Giants: The double deal-killer here is that the Giants can't compete financially for the ultra-elite hitters, and the sub-great hitters don't like the ballpark. Frankly, it scares them.
The right side of the outfield is too deep. The only way the Giants will ever sign a lefty power hitter in his prime is if they put Barry Bonds in a time machine.
The ballpark problem is fixable, but the current ownership won't hear of any dimension alteration.
-- Outlook grade: C-plus. As long as right-center is Acres of Outs, the Giants will be off-limits to free-agent lefty hitting stars, and some righties.
This is from Scott Ostler in today's Chronicle, and it's one of my pet peeves. Mays Field is not a huge pitcher's park. It's not even a pitcher's park -- it plays like an average ballpark in terms of runs scored, and it has for a while. This isn't a breaking story.

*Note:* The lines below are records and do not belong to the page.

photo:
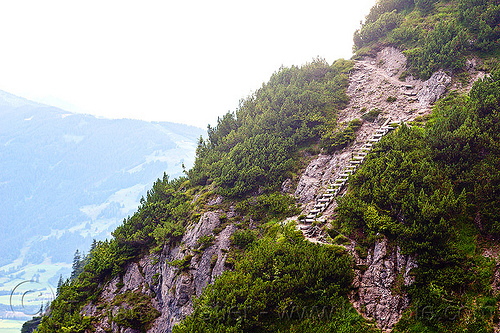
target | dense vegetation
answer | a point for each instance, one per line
(434, 34)
(282, 283)
(432, 188)
(254, 148)
(160, 219)
(250, 151)
(435, 192)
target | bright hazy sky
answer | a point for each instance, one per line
(180, 61)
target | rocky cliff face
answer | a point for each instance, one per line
(169, 289)
(375, 83)
(379, 281)
(381, 271)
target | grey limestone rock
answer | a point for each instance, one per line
(434, 88)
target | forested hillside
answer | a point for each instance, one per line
(429, 190)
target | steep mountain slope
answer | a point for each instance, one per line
(68, 178)
(410, 245)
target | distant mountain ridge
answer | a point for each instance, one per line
(67, 178)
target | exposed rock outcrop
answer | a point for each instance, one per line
(433, 88)
(171, 291)
(378, 283)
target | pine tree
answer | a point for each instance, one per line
(76, 264)
(59, 285)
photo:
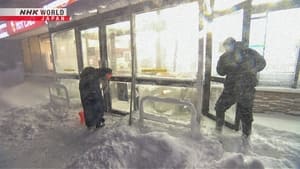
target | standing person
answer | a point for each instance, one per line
(240, 66)
(91, 96)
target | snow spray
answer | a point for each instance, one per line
(81, 115)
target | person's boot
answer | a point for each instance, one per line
(219, 122)
(247, 129)
(219, 125)
(100, 123)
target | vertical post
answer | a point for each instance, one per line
(297, 71)
(246, 23)
(200, 74)
(207, 74)
(78, 49)
(133, 67)
(104, 60)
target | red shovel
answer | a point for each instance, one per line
(81, 115)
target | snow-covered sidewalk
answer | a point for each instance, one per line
(32, 136)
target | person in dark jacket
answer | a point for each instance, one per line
(240, 66)
(91, 96)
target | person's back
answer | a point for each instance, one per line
(91, 96)
(240, 66)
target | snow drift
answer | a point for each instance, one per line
(126, 147)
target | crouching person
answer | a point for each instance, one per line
(91, 97)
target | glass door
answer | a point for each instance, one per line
(118, 45)
(229, 25)
(90, 47)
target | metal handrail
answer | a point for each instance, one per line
(59, 86)
(194, 124)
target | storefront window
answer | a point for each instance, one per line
(281, 47)
(257, 34)
(46, 54)
(220, 5)
(120, 96)
(223, 27)
(167, 42)
(64, 48)
(171, 112)
(119, 48)
(259, 2)
(90, 47)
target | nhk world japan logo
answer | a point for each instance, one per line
(34, 14)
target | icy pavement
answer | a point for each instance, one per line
(33, 136)
(38, 138)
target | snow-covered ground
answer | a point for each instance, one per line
(32, 135)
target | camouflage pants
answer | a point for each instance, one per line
(244, 99)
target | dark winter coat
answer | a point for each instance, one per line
(90, 93)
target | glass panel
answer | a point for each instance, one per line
(281, 51)
(27, 56)
(90, 47)
(257, 35)
(64, 48)
(172, 112)
(259, 2)
(120, 95)
(225, 4)
(119, 48)
(222, 28)
(216, 90)
(167, 42)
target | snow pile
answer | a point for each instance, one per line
(126, 147)
(277, 149)
(19, 124)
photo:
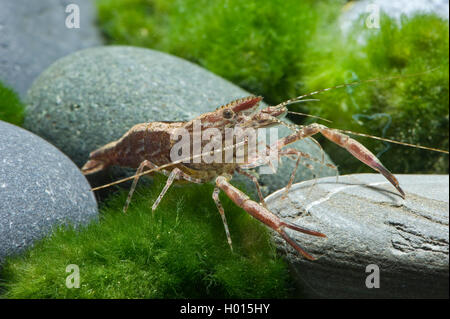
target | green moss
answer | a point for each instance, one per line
(11, 109)
(258, 45)
(179, 252)
(409, 109)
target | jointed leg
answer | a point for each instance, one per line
(264, 215)
(222, 214)
(175, 174)
(355, 148)
(255, 181)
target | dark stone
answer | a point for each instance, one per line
(40, 188)
(94, 96)
(34, 35)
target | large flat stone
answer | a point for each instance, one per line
(367, 222)
(40, 188)
(94, 96)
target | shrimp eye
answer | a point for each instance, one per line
(228, 114)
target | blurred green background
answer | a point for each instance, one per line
(283, 48)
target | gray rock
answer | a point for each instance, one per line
(367, 222)
(94, 96)
(40, 188)
(34, 35)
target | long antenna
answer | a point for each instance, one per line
(395, 142)
(353, 83)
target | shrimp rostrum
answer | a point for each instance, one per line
(200, 151)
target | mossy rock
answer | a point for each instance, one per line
(11, 108)
(179, 251)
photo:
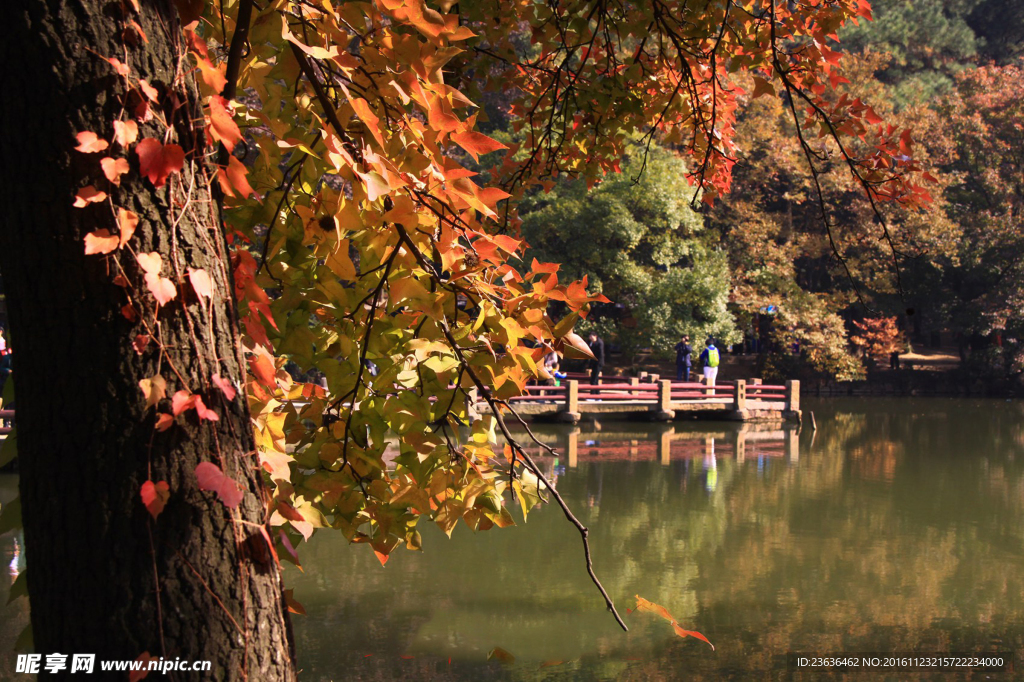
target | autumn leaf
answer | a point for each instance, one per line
(119, 67)
(155, 496)
(164, 422)
(89, 142)
(232, 179)
(157, 161)
(154, 389)
(125, 132)
(100, 242)
(114, 168)
(222, 126)
(88, 195)
(182, 400)
(201, 283)
(212, 478)
(127, 221)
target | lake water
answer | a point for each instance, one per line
(897, 525)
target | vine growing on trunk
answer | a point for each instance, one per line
(338, 138)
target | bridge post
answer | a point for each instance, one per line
(793, 395)
(739, 397)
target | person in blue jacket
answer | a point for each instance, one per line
(710, 359)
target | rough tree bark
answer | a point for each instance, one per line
(104, 578)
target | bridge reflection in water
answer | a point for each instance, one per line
(662, 442)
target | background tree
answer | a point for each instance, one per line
(641, 245)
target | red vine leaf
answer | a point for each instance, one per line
(155, 496)
(89, 142)
(125, 132)
(157, 161)
(225, 386)
(99, 242)
(232, 179)
(114, 168)
(212, 478)
(222, 126)
(154, 388)
(88, 195)
(119, 67)
(164, 422)
(140, 342)
(201, 283)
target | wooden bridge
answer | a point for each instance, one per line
(663, 400)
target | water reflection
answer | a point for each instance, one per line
(897, 525)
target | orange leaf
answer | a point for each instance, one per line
(122, 69)
(476, 143)
(651, 607)
(150, 91)
(212, 478)
(201, 283)
(155, 496)
(88, 195)
(225, 386)
(164, 422)
(128, 221)
(181, 401)
(89, 142)
(157, 161)
(222, 126)
(690, 633)
(368, 117)
(263, 369)
(154, 388)
(114, 168)
(99, 242)
(140, 342)
(125, 132)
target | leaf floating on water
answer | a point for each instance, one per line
(498, 653)
(657, 609)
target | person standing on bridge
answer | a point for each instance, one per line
(683, 352)
(710, 359)
(596, 365)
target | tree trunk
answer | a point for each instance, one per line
(199, 583)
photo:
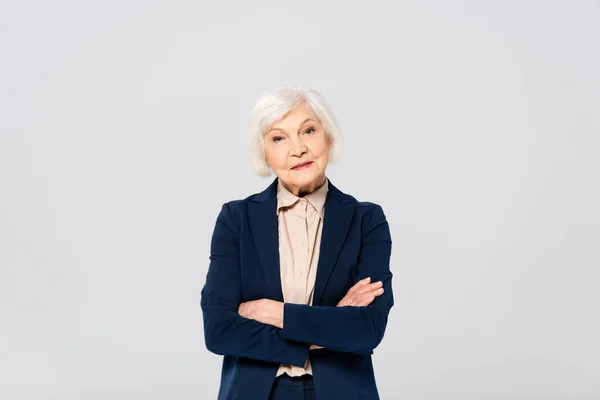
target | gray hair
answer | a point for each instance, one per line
(272, 106)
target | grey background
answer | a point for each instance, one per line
(475, 124)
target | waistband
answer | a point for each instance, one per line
(301, 381)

Now, Jayson Werth might not know this, so he might think, "Man, I would not want to play there!" But Werth's agent, who makes more money if Werth does, knows that right-handed hitters do just fine in San Francisco. That's an agent's job.

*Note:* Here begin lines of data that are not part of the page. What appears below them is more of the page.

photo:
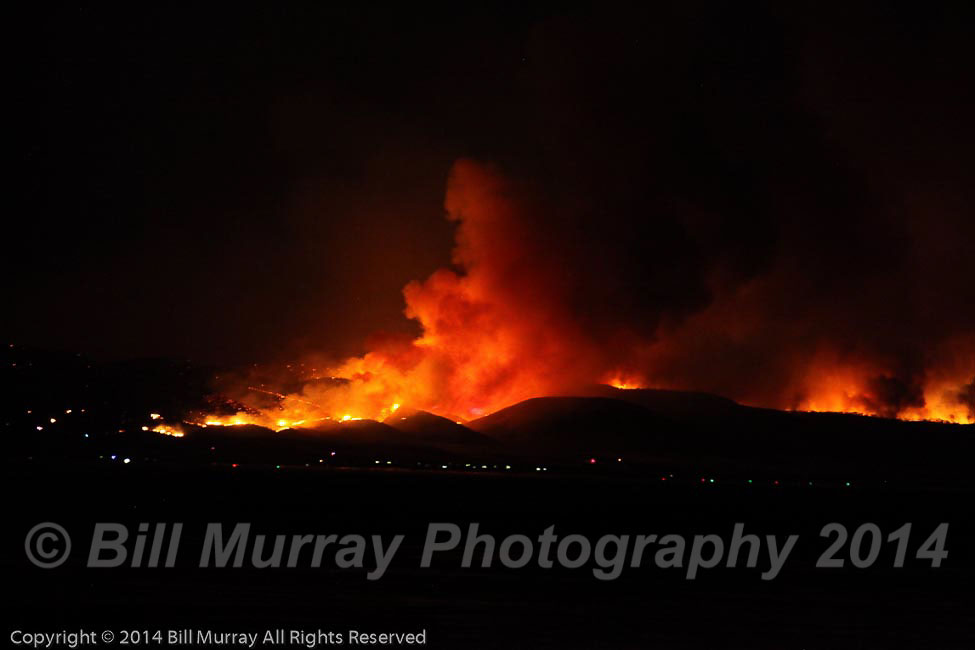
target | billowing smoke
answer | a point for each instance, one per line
(535, 305)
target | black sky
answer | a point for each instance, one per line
(242, 185)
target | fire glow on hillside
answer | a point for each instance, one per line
(499, 329)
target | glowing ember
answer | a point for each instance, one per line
(169, 430)
(501, 326)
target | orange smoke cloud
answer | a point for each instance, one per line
(494, 332)
(518, 317)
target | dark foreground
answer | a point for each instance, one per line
(804, 607)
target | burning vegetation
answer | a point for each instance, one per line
(510, 320)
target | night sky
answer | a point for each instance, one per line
(243, 186)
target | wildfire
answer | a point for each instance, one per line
(501, 326)
(169, 430)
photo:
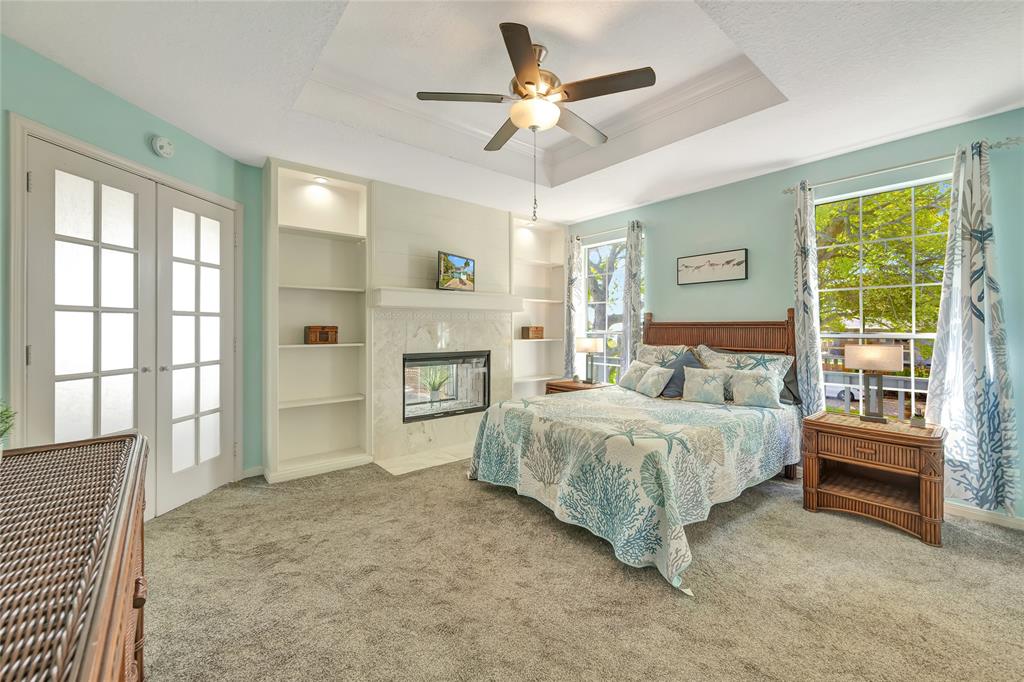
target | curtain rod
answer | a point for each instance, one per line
(1009, 141)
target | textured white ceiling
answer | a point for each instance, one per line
(855, 74)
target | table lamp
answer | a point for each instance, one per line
(875, 359)
(589, 345)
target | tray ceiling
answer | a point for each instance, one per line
(743, 88)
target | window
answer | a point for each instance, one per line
(605, 304)
(881, 256)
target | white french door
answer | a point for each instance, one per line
(125, 299)
(195, 347)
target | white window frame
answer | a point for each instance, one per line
(914, 390)
(20, 130)
(601, 369)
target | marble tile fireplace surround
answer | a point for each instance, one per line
(398, 332)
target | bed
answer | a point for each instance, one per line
(636, 470)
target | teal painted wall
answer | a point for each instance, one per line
(755, 214)
(46, 92)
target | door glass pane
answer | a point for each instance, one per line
(73, 206)
(72, 342)
(209, 339)
(72, 410)
(183, 284)
(117, 344)
(117, 402)
(117, 279)
(118, 216)
(72, 273)
(209, 248)
(209, 436)
(183, 444)
(182, 392)
(183, 340)
(183, 235)
(209, 290)
(209, 387)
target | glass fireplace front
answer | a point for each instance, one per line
(445, 384)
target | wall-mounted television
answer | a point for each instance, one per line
(456, 272)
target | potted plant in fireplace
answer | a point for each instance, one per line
(434, 378)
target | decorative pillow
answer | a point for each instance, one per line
(674, 388)
(770, 363)
(705, 385)
(758, 389)
(653, 381)
(659, 355)
(633, 375)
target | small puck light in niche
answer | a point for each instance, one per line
(162, 146)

Free agent player: Hey, I don't want to play in San Francisco. My stats will suffer.
Agent: Nah. That's a myth. I can show you the studies if you want; AT&T Park is a pretty neutral park. It might cost you a couple of homers a year, but you'll also get more triples. If they have the best offer, take it.
Free agent player: Okay.
I don't expect the free agent to know if reporters, columnists, and radio personalities don't know this, but the agent knows. He conveys the point to the player in five seconds.
The park does affect left-handed home runs, though. So where the Giants are semi-hosed is with left-handed power hitters coming off a down year, who are looking to sign a short-term deal, hit the snot out of the ball for a year, and parlay that into a big-money deal. Like Adam LaRoche. Or Aubrey Huff. So let's make the power alleys 355 feet because we keep missing out on players like Aubrey Huff. Makes sense to me.
I like the people who suggest that the park should be changed, actually. They're very considerate. They let me know quickly that they are filled with nonsense, and that saves me the time of trying to figure that out on my own. Mays Field is perfect, and that's the last word on the subject.
PERFECT. Well, I could do without that stupid Chevron car hump that sticks out over the left-field fence, and even a good ballpark can't change the fact that hot dogs are usually made from roach droppings, old VHS tapes, and possum meat, but other than that, it's perfect.